Convocata in dipartimento per l’assegnazione di un alloggio a San Basilio lo scorso agosto, da allora di quella casa sembra non esserci più traccia

Quando è arrivata quella raccomandata dal dipartimento Patrimonio del Comune di Roma, Rosa ha tirato un sospiro di sollievo. Finalmente quella casa popolare tanto attesa era arrivata, dopo aver fatto la prima domanda nel 2006 ed aver trascorso gli ultimi 9 anni in uno stabile occupato e fatiscente. “Posso uscire da qui”, ha pensato quando negli uffici di piazza Giovanni da Verrazzano aveva firmato per l’alloggio popolare nel quartiere di San Basilio, avvicinandosi tra l’altro alla figlia Debora. Ma a distanza di 8 mesi Rosa, 76 anni con una percentuale di invalidità, e suo figlio Ivano, affetto da Sla, sono ancora qui.

In questa palazzina mai ultimata che si affaccia proprio davanti alla stazione Anagnina di Roma. Occupata a suo tempo per rispondere a chi versava in emergenza abitativa e in cui si è ritrovata quasi per caso, dopo che era rimasta per strada a seguito di uno sfratto. Avvolta dalla muffa e senza acqua potabile. “Sono rimasta vedova e non potevo più permettermi un affitto, quindi ho fatto la prima domanda per la casa popolare nel 2006 – racconta Rosa -. Ma non andò bene, così la rifeci nel 2013 ma nel frattempo sono stata sfrattata e mi sono sistemata qui. Non si può vivere però in questo degrado, con un figlio gravemente malato. Non ce la faccio più”.

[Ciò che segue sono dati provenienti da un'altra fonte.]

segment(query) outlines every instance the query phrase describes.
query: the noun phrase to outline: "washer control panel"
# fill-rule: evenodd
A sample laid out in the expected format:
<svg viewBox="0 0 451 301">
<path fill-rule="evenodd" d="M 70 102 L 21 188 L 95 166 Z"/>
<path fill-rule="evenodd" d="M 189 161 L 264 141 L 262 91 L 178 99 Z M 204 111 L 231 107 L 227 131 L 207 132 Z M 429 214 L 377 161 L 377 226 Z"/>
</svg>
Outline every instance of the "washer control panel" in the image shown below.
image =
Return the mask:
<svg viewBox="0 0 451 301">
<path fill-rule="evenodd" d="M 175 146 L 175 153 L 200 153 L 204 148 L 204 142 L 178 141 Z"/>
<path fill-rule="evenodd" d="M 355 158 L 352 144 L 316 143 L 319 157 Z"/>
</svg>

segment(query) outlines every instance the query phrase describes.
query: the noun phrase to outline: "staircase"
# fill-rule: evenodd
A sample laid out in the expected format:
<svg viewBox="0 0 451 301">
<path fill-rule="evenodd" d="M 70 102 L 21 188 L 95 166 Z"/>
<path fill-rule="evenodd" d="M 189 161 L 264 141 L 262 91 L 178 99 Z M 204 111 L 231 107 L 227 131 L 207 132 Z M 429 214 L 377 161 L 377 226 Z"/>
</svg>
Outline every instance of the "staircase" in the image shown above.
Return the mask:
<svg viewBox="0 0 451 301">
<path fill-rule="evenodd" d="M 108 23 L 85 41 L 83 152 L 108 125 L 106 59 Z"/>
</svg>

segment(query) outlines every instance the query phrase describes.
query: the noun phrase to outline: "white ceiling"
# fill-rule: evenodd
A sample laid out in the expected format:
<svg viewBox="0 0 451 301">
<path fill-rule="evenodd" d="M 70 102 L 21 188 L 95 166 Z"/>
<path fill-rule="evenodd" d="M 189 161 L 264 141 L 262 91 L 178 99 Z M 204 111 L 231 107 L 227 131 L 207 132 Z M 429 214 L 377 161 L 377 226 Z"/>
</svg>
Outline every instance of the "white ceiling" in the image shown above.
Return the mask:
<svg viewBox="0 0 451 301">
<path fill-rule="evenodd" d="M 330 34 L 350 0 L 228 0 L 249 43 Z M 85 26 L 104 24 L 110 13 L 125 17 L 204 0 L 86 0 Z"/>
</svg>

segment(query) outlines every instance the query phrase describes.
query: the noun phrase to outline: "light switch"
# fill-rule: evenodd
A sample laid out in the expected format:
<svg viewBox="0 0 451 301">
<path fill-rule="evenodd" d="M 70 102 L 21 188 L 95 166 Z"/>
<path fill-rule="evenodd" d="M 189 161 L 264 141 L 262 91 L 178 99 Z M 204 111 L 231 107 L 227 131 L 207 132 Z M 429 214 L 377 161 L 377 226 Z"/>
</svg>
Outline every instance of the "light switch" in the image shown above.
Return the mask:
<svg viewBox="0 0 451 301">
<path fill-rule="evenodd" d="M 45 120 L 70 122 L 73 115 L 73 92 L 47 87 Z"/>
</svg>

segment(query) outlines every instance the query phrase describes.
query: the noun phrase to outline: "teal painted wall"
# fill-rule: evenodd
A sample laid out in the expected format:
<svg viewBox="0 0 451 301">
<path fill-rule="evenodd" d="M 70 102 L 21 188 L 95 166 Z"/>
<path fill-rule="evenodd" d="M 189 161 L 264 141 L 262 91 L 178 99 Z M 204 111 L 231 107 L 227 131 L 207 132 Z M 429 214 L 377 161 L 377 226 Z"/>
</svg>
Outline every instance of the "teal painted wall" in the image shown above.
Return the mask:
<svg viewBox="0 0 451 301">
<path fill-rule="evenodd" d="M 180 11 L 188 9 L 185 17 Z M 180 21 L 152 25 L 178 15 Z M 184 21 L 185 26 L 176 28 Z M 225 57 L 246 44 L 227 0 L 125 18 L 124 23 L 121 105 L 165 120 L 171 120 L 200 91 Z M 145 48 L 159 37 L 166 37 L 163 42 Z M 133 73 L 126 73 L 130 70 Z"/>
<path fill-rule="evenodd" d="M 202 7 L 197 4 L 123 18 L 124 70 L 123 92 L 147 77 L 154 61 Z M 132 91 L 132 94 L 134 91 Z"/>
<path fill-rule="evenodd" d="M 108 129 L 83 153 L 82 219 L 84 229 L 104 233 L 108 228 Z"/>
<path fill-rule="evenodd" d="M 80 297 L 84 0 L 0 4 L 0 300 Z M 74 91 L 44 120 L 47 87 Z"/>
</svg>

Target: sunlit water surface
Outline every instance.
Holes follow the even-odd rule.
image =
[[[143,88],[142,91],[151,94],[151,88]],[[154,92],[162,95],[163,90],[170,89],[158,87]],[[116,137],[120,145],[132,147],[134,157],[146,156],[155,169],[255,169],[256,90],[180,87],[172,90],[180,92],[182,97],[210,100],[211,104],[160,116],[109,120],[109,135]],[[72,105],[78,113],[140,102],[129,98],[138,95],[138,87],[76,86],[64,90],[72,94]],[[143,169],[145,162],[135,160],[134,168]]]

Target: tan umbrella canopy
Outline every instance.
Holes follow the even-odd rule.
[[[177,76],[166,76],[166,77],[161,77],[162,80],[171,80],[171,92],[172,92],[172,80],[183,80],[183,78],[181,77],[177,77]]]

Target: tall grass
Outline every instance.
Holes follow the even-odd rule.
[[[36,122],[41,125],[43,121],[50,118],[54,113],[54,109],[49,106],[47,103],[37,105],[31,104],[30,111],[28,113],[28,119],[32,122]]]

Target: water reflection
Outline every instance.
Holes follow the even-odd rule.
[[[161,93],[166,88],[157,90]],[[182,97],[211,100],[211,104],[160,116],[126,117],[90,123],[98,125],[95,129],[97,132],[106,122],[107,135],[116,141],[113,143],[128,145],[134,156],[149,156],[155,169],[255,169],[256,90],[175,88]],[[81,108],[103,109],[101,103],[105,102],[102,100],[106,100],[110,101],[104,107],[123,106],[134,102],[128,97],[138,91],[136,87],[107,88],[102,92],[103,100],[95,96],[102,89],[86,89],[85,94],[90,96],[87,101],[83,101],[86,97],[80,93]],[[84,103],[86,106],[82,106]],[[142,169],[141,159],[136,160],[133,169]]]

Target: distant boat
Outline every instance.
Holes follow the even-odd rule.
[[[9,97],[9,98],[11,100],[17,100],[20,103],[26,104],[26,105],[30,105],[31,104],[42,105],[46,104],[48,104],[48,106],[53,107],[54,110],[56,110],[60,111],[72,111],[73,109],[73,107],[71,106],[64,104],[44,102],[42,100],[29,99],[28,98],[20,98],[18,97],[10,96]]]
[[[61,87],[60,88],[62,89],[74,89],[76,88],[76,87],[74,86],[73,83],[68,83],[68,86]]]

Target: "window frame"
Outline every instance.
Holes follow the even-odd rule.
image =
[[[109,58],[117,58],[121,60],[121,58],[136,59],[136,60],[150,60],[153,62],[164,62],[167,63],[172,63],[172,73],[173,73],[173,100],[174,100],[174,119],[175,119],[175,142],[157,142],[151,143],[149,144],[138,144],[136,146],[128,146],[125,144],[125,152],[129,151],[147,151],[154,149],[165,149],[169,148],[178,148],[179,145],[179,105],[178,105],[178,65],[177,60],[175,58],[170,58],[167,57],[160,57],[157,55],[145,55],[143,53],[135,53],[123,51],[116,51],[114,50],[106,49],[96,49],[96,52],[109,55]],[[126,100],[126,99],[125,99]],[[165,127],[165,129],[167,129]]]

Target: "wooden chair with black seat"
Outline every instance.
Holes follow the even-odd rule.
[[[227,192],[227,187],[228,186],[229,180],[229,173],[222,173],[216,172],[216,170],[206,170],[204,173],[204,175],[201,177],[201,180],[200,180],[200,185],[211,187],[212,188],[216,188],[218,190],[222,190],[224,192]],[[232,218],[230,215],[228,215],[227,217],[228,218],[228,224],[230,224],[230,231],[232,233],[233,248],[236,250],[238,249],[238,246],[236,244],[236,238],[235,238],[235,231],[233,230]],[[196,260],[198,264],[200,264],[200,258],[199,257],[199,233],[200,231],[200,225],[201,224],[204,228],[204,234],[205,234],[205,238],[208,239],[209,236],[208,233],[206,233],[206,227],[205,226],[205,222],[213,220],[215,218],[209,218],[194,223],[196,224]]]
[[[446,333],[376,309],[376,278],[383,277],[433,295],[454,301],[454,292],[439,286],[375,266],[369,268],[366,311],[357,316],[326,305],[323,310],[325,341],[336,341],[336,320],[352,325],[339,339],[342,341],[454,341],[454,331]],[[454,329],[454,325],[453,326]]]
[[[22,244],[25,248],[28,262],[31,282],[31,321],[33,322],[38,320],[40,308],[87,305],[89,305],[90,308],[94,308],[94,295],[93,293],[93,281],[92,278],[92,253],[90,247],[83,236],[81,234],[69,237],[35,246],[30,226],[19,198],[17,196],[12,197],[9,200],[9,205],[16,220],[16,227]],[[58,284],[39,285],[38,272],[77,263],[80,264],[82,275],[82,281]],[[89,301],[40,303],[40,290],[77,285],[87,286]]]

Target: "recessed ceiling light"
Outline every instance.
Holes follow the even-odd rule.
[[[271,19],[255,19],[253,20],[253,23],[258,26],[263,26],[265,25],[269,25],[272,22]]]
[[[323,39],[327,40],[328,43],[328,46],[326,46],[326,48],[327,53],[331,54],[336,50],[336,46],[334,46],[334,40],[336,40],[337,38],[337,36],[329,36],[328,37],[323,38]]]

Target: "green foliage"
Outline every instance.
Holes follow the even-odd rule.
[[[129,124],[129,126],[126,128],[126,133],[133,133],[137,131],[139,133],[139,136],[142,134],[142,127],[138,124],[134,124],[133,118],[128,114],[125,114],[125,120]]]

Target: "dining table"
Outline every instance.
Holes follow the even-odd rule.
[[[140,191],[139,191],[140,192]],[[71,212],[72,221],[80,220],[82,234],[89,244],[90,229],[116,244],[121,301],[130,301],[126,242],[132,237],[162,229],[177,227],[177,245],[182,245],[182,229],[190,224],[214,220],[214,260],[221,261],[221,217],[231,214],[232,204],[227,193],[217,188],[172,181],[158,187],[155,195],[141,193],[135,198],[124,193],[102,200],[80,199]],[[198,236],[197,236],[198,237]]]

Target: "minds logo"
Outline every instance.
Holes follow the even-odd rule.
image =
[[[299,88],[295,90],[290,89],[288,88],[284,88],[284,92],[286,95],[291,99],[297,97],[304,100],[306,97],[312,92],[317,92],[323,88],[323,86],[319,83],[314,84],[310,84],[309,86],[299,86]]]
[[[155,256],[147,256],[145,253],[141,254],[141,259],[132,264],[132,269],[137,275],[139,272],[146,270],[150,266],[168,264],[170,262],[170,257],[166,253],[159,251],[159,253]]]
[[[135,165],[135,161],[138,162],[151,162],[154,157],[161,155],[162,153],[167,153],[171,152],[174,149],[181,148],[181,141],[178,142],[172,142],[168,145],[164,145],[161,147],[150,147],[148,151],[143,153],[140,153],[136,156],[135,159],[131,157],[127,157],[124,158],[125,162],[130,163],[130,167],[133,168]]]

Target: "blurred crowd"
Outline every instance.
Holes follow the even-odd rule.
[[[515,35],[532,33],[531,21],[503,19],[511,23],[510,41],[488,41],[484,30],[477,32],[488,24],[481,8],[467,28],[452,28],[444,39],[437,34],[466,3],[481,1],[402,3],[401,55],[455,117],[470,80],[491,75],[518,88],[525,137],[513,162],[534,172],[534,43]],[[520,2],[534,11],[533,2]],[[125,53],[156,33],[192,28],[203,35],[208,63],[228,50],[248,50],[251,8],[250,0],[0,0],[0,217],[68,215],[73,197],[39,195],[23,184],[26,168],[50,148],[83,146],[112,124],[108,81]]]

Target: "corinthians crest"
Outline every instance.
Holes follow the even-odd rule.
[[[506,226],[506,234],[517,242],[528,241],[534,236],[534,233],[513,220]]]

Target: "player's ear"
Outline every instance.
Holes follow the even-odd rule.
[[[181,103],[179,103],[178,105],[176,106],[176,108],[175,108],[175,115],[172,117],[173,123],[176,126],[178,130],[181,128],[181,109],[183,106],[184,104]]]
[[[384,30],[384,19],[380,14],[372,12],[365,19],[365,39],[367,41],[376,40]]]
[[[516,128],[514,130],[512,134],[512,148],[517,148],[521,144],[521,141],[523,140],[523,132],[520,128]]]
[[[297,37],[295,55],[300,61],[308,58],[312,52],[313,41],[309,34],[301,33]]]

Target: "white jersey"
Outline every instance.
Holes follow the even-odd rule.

“Trascorsi due mesi dalla prima convocazione, il tempo che loro ci avevano indicato per prendere possesso dell’alloggio, abbiamo fatto passare un po’ di giorni, poi mamma si è recata nuovamente in Dipartimento – spiega la figlia Debora -. Lì le hanno detto che la casa non c’era più, senza dare ulteriori spiegazioni. Mio fratello è dal 2019 che è tornato qui, quando gli fu diagnosticata questa malattia, non voglio pensare che il problema sia questo perché non si possono lasciare due persone in questa situazione”.

Rosa, come si legge nella convocazione per l’assegnazione della casa, con 70 punti era rientrata in cima alla graduatoria provvisoria: “Quindi sappiamo bene che le cose possono cambiare in caso di emergenza – conclude Debora -, ma quale situazione è più grave di questa?”.